Monday, May 9, 2011
Revelation from seashells
For Mother's Day this year, my hubby booked a vacation to Atlantic Beach, NC. What priceless awesomeness that was!
For many, sleeping in on vacation is of primary importance. Unfortunately for me, I missed that memo and would walk along the shoreline with my coffee and camera well before there were stirrings in the place along side of me in our hotel bed.
My morning walks would consists of deep breathing and the quietness of the morning, which unfortunately evade our home in the early morning hours with our lovely boys. My prayer time would consist of rants, raves, frustrations, woes, pity me and fix my life kind of garble. But what I began to realize in my lists of what was uncomfortable and not satisfying in my life turned into something different.
Being a stay at home mom, the monotony of the day-in-and-day-out list of chores, and schedules can become, well, monotonous.

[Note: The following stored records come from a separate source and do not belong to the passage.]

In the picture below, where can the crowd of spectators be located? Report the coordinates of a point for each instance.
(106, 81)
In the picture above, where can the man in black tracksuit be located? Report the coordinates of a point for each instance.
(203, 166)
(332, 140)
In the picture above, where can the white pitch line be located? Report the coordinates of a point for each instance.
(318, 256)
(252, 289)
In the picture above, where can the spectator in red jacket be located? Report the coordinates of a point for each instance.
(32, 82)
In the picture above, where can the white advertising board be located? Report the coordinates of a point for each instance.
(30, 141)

Boring. Unspontaneous. Frustrating. Depressing. Pitiful. You get the picture. I do enjoying being able to stay at home. I am greatly blessed because of it. But when there are no words of thankfulness, or appreciation, or gratitude, the job becomes filled with bitterness and self-pity.
I was at that place before we left. My prayer times reflected that. It was becoming all to obvious that I needed a revelation or an epiphany, anything! I just needed an attitude adjustment!
As I was walking, I would look for the "perfect" seashell. They were all perfect in their own way, but I was on a mission for the "SPECIAL" one. We were there for 2 mornings and 2 evenings. Each day I would go in search of it. And every time I would not find "it", but I found new ones that were not there the day before. Or even just a few hours before!
Then it hit me! Although I was on the same beach, each time I would take the same path, the shells would be different. It occurred to me that this shoreline was my every day! But every day was different. There were different shells! Different things to see! Different things to explore! Shouldn't I be doing the same thing for me and my family! God wants to show me something new everyday, but instead I am looking down and wallowing in my pit instead of looking for something that is different!
The advantage that I have staying at home with the boys is that we get to share this experience together and enjoy creation around us! It is new each day! Just because my laundry pile doesn't seem to end. Or the dishes are never done. Or the fridge needs to be filled yet again, doesn't mean that I have to miss the newness of the day!
All this to say, enjoy the day, because with it brings new life.